In Steven Pinker’s book Better Angels of Our Nature, he notes that
Probability is a matter of perspective. Viewed at sufficiently close
range, individual events have determinate causes. Even a coin flip can
be predicted from the starting conditions and the laws of physics, and
a skilled magician can exploit those laws to throw heads every time.
Yet when we zoom out to take a wide-angle view of a large number of
these events, we are seeing the sum of a vast number of causes that
sometimes cancel each other out and sometimes align in the same
direction. The physicist and philosopher Henri Poincare explained
that we see the operation of chance in a deterministic world either
when a large number of puny causes add up to a formidable effect, or
when a small cause that escapes our notice determines a large effect
that we cannot miss. In the case of organized violence, someone may
want to start a war; he waits for the opportune moment, which may or
may not come; his enemy decides to engage or retreat; bullets fly;
bombs burst; people die. Every event may be determined by the laws of
neuroscience and physics and physiology. But in the aggregate, the
many causes that go into this matrix can sometimes be shuffled into
extreme combinations. (p. 209)
I am particularly interested in the bolded sentence, but I give the rest for context. My question: are there statistical ways of describing the two processes that Poincare described? Here are my guesses:
1) “A large number of puny causes add up to a formidable effect.” The “large number of causes” and “add up” sound to me like the central limit theorem. But in (the classical definition of) the CLT, the causes need to be random variables, not deterministic effects. Is the standard method here to approximate these deterministic effects as some sort of random variable?

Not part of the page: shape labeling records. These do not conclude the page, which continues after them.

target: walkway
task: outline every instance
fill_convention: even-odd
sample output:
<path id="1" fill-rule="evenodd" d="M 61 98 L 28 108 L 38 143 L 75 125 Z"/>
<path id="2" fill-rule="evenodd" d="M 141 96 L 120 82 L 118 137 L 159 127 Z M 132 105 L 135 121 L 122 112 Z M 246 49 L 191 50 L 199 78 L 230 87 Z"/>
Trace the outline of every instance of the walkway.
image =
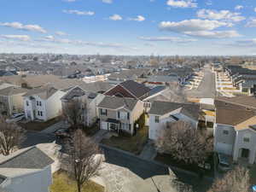
<path id="1" fill-rule="evenodd" d="M 156 156 L 157 152 L 152 142 L 148 142 L 148 143 L 144 146 L 142 153 L 140 154 L 140 157 L 145 160 L 154 160 Z"/>
<path id="2" fill-rule="evenodd" d="M 54 124 L 52 125 L 50 125 L 49 127 L 41 131 L 41 133 L 55 133 L 57 130 L 61 129 L 61 128 L 64 128 L 64 129 L 67 129 L 69 127 L 68 125 L 67 125 L 64 121 L 59 121 L 56 124 Z"/>

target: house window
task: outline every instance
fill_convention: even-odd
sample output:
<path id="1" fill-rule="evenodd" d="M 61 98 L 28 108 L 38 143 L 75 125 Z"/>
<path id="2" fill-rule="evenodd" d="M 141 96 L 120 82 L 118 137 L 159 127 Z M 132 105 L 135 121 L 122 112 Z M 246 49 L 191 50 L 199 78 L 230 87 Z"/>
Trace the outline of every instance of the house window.
<path id="1" fill-rule="evenodd" d="M 249 142 L 250 142 L 250 138 L 248 138 L 248 137 L 244 137 L 244 138 L 243 138 L 243 142 L 244 142 L 244 143 L 249 143 Z"/>
<path id="2" fill-rule="evenodd" d="M 108 113 L 107 109 L 101 108 L 101 115 L 106 115 L 107 116 L 107 113 Z"/>
<path id="3" fill-rule="evenodd" d="M 154 122 L 159 123 L 159 116 L 154 116 Z"/>

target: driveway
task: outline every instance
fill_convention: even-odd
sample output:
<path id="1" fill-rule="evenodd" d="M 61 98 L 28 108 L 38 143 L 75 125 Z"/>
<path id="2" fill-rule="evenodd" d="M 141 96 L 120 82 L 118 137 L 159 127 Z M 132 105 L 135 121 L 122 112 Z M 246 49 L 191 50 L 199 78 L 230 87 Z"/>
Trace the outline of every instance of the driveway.
<path id="1" fill-rule="evenodd" d="M 107 183 L 108 192 L 175 191 L 168 183 L 170 177 L 167 166 L 128 152 L 102 145 L 101 148 L 106 159 L 102 177 Z M 172 172 L 183 183 L 193 185 L 195 192 L 205 192 L 211 185 L 208 180 L 198 179 L 188 172 L 174 169 Z"/>
<path id="2" fill-rule="evenodd" d="M 215 73 L 209 66 L 203 69 L 204 78 L 196 90 L 187 90 L 188 97 L 214 98 L 216 96 Z"/>

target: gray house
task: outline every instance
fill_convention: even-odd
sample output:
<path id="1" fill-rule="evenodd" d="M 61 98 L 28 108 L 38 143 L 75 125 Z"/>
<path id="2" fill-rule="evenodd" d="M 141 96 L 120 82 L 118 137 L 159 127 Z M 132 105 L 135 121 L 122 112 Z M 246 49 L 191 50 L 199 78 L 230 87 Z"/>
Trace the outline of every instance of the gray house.
<path id="1" fill-rule="evenodd" d="M 37 147 L 0 156 L 0 189 L 9 192 L 49 192 L 53 162 Z"/>
<path id="2" fill-rule="evenodd" d="M 131 135 L 135 131 L 135 121 L 144 110 L 142 101 L 117 96 L 105 96 L 97 108 L 101 129 Z"/>

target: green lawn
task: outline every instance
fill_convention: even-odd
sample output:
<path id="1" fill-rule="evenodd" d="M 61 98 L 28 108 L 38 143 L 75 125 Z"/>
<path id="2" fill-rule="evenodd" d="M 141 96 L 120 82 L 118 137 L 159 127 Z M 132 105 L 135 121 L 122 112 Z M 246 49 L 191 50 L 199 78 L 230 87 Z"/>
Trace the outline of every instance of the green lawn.
<path id="1" fill-rule="evenodd" d="M 101 143 L 110 147 L 131 152 L 134 154 L 139 154 L 147 143 L 148 137 L 148 127 L 145 126 L 139 129 L 134 137 L 113 136 L 109 139 L 102 139 Z"/>
<path id="2" fill-rule="evenodd" d="M 71 179 L 67 172 L 57 172 L 53 175 L 53 184 L 50 192 L 77 192 L 76 182 Z M 88 182 L 82 189 L 83 192 L 103 192 L 104 188 L 93 182 Z"/>

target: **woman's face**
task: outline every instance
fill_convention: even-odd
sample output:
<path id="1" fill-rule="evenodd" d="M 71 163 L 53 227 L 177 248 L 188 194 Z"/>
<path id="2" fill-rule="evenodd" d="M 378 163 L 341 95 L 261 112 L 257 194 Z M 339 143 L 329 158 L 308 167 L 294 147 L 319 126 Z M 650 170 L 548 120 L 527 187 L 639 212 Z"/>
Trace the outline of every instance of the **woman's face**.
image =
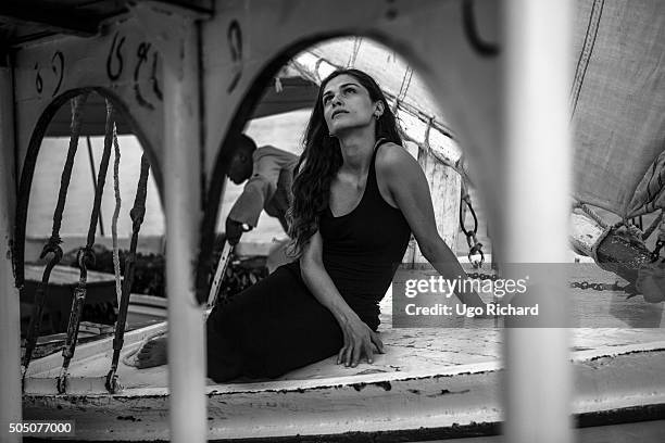
<path id="1" fill-rule="evenodd" d="M 373 102 L 367 89 L 348 74 L 338 75 L 328 81 L 322 104 L 330 135 L 368 126 L 375 121 L 375 113 L 382 112 L 381 103 Z"/>

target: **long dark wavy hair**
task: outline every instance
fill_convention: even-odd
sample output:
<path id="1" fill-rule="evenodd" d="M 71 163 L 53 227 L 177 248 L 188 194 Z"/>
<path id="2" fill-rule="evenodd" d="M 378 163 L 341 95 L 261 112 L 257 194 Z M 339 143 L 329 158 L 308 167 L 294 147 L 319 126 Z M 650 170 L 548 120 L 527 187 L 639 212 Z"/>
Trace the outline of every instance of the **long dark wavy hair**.
<path id="1" fill-rule="evenodd" d="M 343 163 L 339 141 L 329 135 L 323 106 L 326 85 L 343 74 L 354 77 L 369 92 L 373 102 L 384 103 L 384 112 L 376 121 L 376 140 L 402 144 L 394 114 L 374 78 L 359 69 L 338 69 L 321 83 L 303 138 L 304 150 L 294 169 L 293 201 L 287 212 L 291 238 L 287 252 L 291 256 L 300 256 L 303 246 L 318 229 L 321 214 L 330 200 L 330 182 Z"/>

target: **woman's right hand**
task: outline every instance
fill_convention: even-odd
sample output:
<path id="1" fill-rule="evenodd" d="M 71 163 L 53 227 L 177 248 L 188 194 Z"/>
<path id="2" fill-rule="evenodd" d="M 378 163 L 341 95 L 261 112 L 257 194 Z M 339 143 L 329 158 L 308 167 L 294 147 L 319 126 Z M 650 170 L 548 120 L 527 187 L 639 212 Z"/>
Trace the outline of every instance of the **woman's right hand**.
<path id="1" fill-rule="evenodd" d="M 343 363 L 344 366 L 356 367 L 360 359 L 367 357 L 367 363 L 374 362 L 374 352 L 384 354 L 384 342 L 377 332 L 361 320 L 357 315 L 349 317 L 347 321 L 340 324 L 344 337 L 344 345 L 337 355 L 337 364 Z"/>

2) “A small cause that escapes our notice determines a large effect that we cannot miss.” It seems to me like you could think of this as some sort of hidden Markov model. But the (unobservable) state transition probabilities in an HMM are just that, probabilities, which is by definition once again not deterministic.
Interesting thought (+1).
In cases 1) and 2), the problem is the same: we do not have complete information. And probability is a measure of the lack of information.
1) The puny causes may be purely deterministic, but which particular causes operate is impossible to know by a deterministic process. Think of molecules in a gaz. The laws of mechanics apply, so what is random here? The information hidden to us: where is which molecule with what speed. So the CLT applies, not because there is randomness in the system, but because there is randomness in our representation of the system.

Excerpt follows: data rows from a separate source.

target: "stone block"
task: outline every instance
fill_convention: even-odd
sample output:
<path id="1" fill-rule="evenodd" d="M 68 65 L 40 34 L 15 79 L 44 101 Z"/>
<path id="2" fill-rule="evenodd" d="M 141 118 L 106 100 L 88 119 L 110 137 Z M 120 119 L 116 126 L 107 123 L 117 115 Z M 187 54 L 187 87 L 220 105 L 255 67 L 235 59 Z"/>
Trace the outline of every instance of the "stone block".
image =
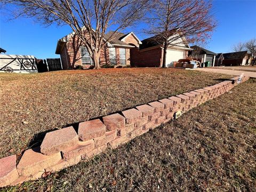
<path id="1" fill-rule="evenodd" d="M 17 166 L 19 175 L 25 177 L 42 174 L 44 169 L 56 164 L 60 159 L 60 152 L 51 155 L 45 155 L 40 151 L 39 147 L 25 151 Z"/>
<path id="2" fill-rule="evenodd" d="M 41 151 L 47 155 L 61 151 L 77 144 L 78 137 L 73 126 L 47 133 L 41 146 Z"/>
<path id="3" fill-rule="evenodd" d="M 142 113 L 142 117 L 147 117 L 154 113 L 154 108 L 148 105 L 142 105 L 136 107 L 136 108 Z"/>
<path id="4" fill-rule="evenodd" d="M 155 121 L 151 121 L 147 123 L 146 124 L 142 126 L 142 130 L 146 130 L 152 128 L 155 126 Z"/>
<path id="5" fill-rule="evenodd" d="M 117 113 L 103 117 L 102 118 L 107 131 L 123 128 L 125 125 L 125 118 Z"/>
<path id="6" fill-rule="evenodd" d="M 148 118 L 147 116 L 142 117 L 141 120 L 135 123 L 135 127 L 139 127 L 146 124 L 148 122 Z"/>
<path id="7" fill-rule="evenodd" d="M 155 121 L 155 119 L 159 117 L 161 115 L 160 112 L 156 112 L 148 116 L 148 121 Z"/>
<path id="8" fill-rule="evenodd" d="M 111 148 L 115 149 L 120 145 L 125 143 L 126 142 L 129 141 L 129 140 L 127 138 L 126 136 L 125 137 L 118 136 L 117 137 L 116 139 L 109 142 L 109 146 Z"/>
<path id="9" fill-rule="evenodd" d="M 194 94 L 192 94 L 192 93 L 189 93 L 189 92 L 184 93 L 183 93 L 183 94 L 185 95 L 188 96 L 189 100 L 193 100 L 196 97 L 196 95 Z"/>
<path id="10" fill-rule="evenodd" d="M 161 124 L 166 119 L 166 116 L 160 116 L 156 119 L 155 123 L 156 124 Z"/>
<path id="11" fill-rule="evenodd" d="M 181 99 L 177 97 L 172 96 L 168 99 L 173 101 L 173 105 L 174 106 L 177 106 L 181 102 Z"/>
<path id="12" fill-rule="evenodd" d="M 127 138 L 129 138 L 129 139 L 132 139 L 138 136 L 140 136 L 142 134 L 143 134 L 142 126 L 141 126 L 134 129 L 132 132 L 128 133 L 127 134 Z"/>
<path id="13" fill-rule="evenodd" d="M 159 102 L 164 104 L 164 108 L 168 109 L 173 106 L 174 101 L 169 99 L 163 99 L 159 100 Z"/>
<path id="14" fill-rule="evenodd" d="M 0 159 L 0 187 L 10 185 L 18 178 L 16 169 L 16 155 Z"/>
<path id="15" fill-rule="evenodd" d="M 95 148 L 95 143 L 93 139 L 86 142 L 79 141 L 78 144 L 71 146 L 62 152 L 63 158 L 68 161 L 86 154 Z"/>
<path id="16" fill-rule="evenodd" d="M 115 130 L 110 131 L 107 131 L 105 133 L 106 141 L 108 143 L 115 140 L 117 136 L 117 130 Z"/>
<path id="17" fill-rule="evenodd" d="M 164 108 L 164 104 L 158 101 L 154 101 L 148 103 L 151 107 L 154 108 L 155 113 L 160 112 Z"/>
<path id="18" fill-rule="evenodd" d="M 68 167 L 69 166 L 76 165 L 81 161 L 81 156 L 78 156 L 73 158 L 60 160 L 57 164 L 45 169 L 45 171 L 54 172 L 59 171 L 63 169 Z"/>
<path id="19" fill-rule="evenodd" d="M 122 112 L 126 119 L 126 124 L 130 125 L 141 119 L 142 113 L 132 108 Z"/>
<path id="20" fill-rule="evenodd" d="M 164 116 L 164 115 L 165 115 L 169 113 L 170 113 L 170 108 L 168 108 L 167 109 L 163 109 L 163 110 L 161 111 L 160 111 L 160 113 L 161 113 L 161 116 Z"/>
<path id="21" fill-rule="evenodd" d="M 186 103 L 187 101 L 189 99 L 189 97 L 188 96 L 180 94 L 179 95 L 177 95 L 177 97 L 181 99 L 181 103 Z"/>
<path id="22" fill-rule="evenodd" d="M 78 137 L 80 140 L 86 141 L 105 135 L 106 126 L 99 119 L 80 123 Z"/>
<path id="23" fill-rule="evenodd" d="M 111 141 L 112 142 L 112 141 Z M 105 144 L 101 146 L 99 146 L 90 153 L 87 153 L 86 155 L 84 155 L 82 156 L 82 159 L 89 159 L 95 156 L 101 154 L 101 153 L 104 152 L 105 150 L 107 150 L 107 144 Z"/>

2) There is a time component in HMM that is not necessarily present in this case. My interpretation is the same as before, the system may be non random, but our access to its state has some randomness.
EDIT: I don’t know if Poincare was thinking of a different statistical approach for these two cases. In case 1) we know the varialbes, but we cannot measure them because there are too many and they are too small. In case 2) we don’t know the variables. Both ways, you end up making assumptions and modeling the observable the best we can, and quite often we assume Normality in case 2).
But still, if there was one difference, I think it would be emergence. If all systems were determined by sums of puny causes then all random variables of the physical world would be Gaussian. Clearly, this is not the case. Why? Because scale matters. Why? Because new properties emerge from interactions at smaller scale, and these new properties need not be Gaussian. Actually, we have no statistical theory for emergence (as far as I know) but maybe one day we will. Then it will be justified to have different statistical approaches for cases 1) and 2)